The SECP benchmarking workload has been fully implemented in the workbench. We are now porting it over to AWS, and after that we'll be running the model cluster workload.

We've also started implementing mechanics for the upcoming investigation of the Plutus smart contract call overhead, which is expected to lead us to improved Plutus cost modeling.

Tracing

After the initial model-scale performance data caused us to panic, among other things we've done more benchmarks, and it turned out that inter-run variance increase was the culprit. The actual regression averages to barely noticeable 1-2% in key metrics -- which is certainly not release critical.

To understand the impact of the new tracing system, we have to bear in mind the extra functionality it provides:

  1. We are now processing all messages generated by the system, without making any shortcuts that the old system had to resort to. That causes the new tracing to do more work, but is more useful for all users and developers involved -- since it leads to a simple, non-confusing configuration. Incidentally, that's also the area where we are reworking the internals, to deduce and enable the optimisations that are implied by the particular configuration.
  2. The new tracing system is benchmarked with remote tracing as the default backend (whereas the old one was using local, builtin log storage mechanism). In some sense it's the fair benchmark, because that's the way we expect SPO's to set up tracing. That, however also causes it to do more work.

All that said, since we've established the performance of the new system to be adequate for the release, we won't be delaying it much further.

In addition, we're still pursuing our performance-enhancing rework of the new tracing internals.

Infrastructure

After implementing the multi-backend capability in the workbench, we got the opportunity to reassess the generic/backend boundaries and perform some long-awaited cleanups and simplifications in that area. The results of this work have been merged and will serve as a solid foundation for the CI and cloud backends.

Moving to analysis, we've also improved provenance of the raw data, by collecting more identification information and statistics about it. This means, e.g. that we now record checksums, message frequencies and timestamps from the log files coming into analysis. This will be used to enable us to see more data anomalies earlier, and lift that information directly into the generated reports.

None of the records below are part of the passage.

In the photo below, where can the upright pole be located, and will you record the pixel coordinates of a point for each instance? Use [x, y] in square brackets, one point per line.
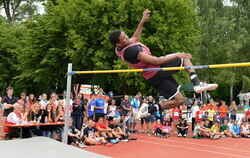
[66, 126]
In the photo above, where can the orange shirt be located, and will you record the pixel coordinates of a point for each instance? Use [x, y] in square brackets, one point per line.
[214, 106]
[223, 111]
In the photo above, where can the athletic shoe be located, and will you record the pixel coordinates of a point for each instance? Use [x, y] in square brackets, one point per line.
[113, 141]
[204, 87]
[109, 145]
[125, 140]
[142, 112]
[81, 145]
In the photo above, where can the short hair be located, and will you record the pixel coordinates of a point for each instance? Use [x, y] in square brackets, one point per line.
[114, 37]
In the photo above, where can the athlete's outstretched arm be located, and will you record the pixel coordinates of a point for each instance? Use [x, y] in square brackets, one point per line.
[136, 36]
[161, 60]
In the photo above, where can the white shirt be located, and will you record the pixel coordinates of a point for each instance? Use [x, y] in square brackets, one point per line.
[194, 109]
[12, 117]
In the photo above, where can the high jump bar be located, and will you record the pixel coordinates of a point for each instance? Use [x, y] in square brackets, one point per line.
[163, 68]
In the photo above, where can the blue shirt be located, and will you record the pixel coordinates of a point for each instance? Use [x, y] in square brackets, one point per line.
[236, 129]
[135, 103]
[99, 103]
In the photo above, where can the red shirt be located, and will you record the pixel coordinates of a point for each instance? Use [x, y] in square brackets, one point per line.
[157, 126]
[198, 115]
[176, 114]
[97, 125]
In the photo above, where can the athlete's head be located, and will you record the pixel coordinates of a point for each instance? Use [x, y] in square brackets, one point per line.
[119, 38]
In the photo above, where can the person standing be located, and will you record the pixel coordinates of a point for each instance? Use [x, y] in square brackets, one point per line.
[99, 107]
[8, 102]
[194, 109]
[223, 110]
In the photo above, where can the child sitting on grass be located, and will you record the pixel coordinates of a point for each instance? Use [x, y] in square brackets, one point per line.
[166, 129]
[158, 128]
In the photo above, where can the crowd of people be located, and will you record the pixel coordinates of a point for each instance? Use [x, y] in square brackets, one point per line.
[100, 120]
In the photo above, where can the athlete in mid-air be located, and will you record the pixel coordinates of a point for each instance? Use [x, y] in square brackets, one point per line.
[138, 56]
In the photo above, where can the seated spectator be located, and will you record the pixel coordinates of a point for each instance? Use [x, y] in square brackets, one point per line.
[38, 115]
[31, 100]
[182, 128]
[244, 129]
[200, 131]
[111, 111]
[16, 118]
[27, 113]
[158, 128]
[236, 128]
[227, 132]
[22, 101]
[74, 135]
[117, 131]
[230, 124]
[90, 135]
[166, 129]
[48, 131]
[211, 115]
[215, 131]
[104, 131]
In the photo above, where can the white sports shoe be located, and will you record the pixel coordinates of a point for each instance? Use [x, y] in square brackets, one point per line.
[142, 112]
[204, 87]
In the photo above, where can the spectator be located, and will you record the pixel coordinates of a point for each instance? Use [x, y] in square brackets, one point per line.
[22, 101]
[117, 131]
[53, 101]
[158, 128]
[99, 107]
[244, 130]
[236, 128]
[14, 118]
[111, 111]
[90, 135]
[199, 130]
[166, 129]
[77, 114]
[182, 128]
[27, 114]
[194, 110]
[211, 115]
[227, 132]
[1, 104]
[233, 110]
[31, 100]
[106, 105]
[44, 101]
[215, 131]
[149, 119]
[211, 103]
[184, 112]
[74, 135]
[8, 102]
[241, 97]
[90, 107]
[135, 107]
[223, 110]
[105, 131]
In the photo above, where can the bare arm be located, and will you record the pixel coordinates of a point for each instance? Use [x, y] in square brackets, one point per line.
[137, 34]
[161, 60]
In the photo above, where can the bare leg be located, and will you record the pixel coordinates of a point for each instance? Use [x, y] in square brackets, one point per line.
[177, 101]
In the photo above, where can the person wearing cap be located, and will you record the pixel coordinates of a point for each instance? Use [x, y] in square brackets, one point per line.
[182, 128]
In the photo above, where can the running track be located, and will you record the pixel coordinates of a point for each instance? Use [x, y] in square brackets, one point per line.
[149, 146]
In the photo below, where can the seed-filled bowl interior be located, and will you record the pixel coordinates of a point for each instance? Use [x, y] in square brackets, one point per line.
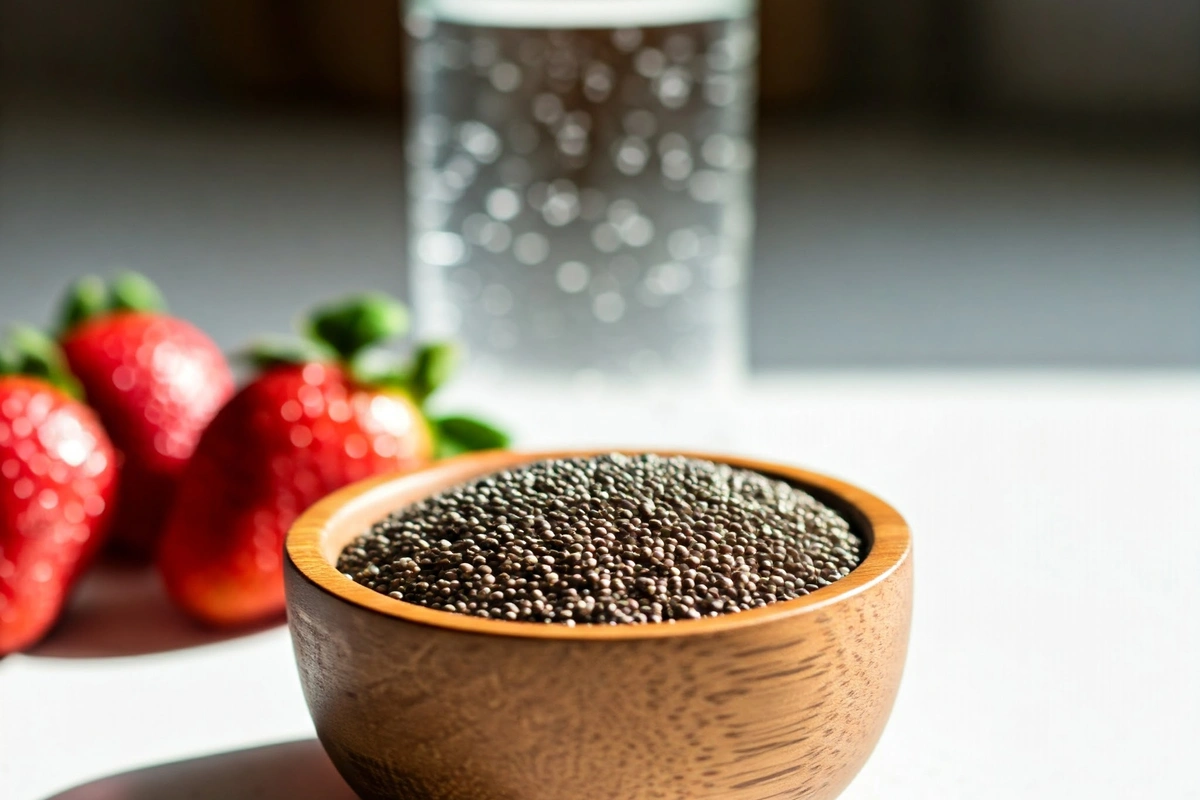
[610, 539]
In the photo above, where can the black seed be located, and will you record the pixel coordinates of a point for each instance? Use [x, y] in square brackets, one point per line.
[654, 539]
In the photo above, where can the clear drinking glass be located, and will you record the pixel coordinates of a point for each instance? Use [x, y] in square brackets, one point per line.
[580, 185]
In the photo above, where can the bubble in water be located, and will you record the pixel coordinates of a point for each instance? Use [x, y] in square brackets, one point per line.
[598, 82]
[479, 140]
[573, 277]
[503, 204]
[677, 164]
[523, 137]
[631, 155]
[515, 172]
[496, 236]
[637, 232]
[720, 150]
[675, 88]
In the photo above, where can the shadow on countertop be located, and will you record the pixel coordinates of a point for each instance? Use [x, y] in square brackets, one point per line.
[121, 609]
[295, 770]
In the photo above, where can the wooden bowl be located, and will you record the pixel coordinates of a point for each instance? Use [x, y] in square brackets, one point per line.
[419, 704]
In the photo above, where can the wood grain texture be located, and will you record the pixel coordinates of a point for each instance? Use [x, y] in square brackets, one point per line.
[420, 704]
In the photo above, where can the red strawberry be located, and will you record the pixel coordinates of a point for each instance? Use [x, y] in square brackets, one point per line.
[155, 380]
[310, 423]
[58, 477]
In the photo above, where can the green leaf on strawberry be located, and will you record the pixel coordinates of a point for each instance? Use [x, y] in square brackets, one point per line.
[353, 332]
[28, 352]
[461, 434]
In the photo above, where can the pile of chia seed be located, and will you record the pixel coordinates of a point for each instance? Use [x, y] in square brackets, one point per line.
[607, 540]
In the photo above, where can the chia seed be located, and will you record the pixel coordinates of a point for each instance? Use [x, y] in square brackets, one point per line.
[607, 540]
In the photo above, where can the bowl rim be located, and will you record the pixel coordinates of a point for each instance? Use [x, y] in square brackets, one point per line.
[891, 546]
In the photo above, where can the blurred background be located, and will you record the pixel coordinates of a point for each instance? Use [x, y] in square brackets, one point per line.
[941, 182]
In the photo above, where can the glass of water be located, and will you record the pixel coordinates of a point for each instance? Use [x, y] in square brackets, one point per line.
[580, 186]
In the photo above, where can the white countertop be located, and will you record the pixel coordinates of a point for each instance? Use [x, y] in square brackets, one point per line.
[1035, 671]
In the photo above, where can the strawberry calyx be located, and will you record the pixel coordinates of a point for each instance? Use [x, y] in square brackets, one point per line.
[28, 352]
[353, 334]
[91, 296]
[358, 323]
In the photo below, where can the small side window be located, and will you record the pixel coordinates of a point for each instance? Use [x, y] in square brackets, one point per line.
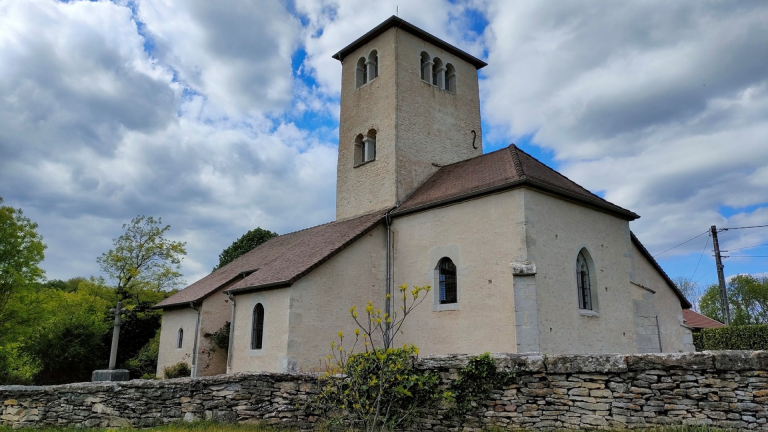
[257, 332]
[447, 279]
[584, 282]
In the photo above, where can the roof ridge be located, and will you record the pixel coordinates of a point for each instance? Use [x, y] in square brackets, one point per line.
[516, 161]
[564, 176]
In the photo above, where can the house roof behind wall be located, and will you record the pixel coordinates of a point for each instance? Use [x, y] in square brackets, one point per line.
[683, 301]
[503, 169]
[699, 321]
[279, 261]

A new feature is now under implementation -- the ability to provide comparative analysis of multi-run batches. Previously we only had automation for two aspects separately, so we only could either:

  • compare individual runs (used for different node configurations / versions)
  • collect variance statistics from a batch of runs (used to enhance statistical confidence for a single node configuration / version) Naturally, combining these two capabilities was a long-desired feature of our analysis pipeline.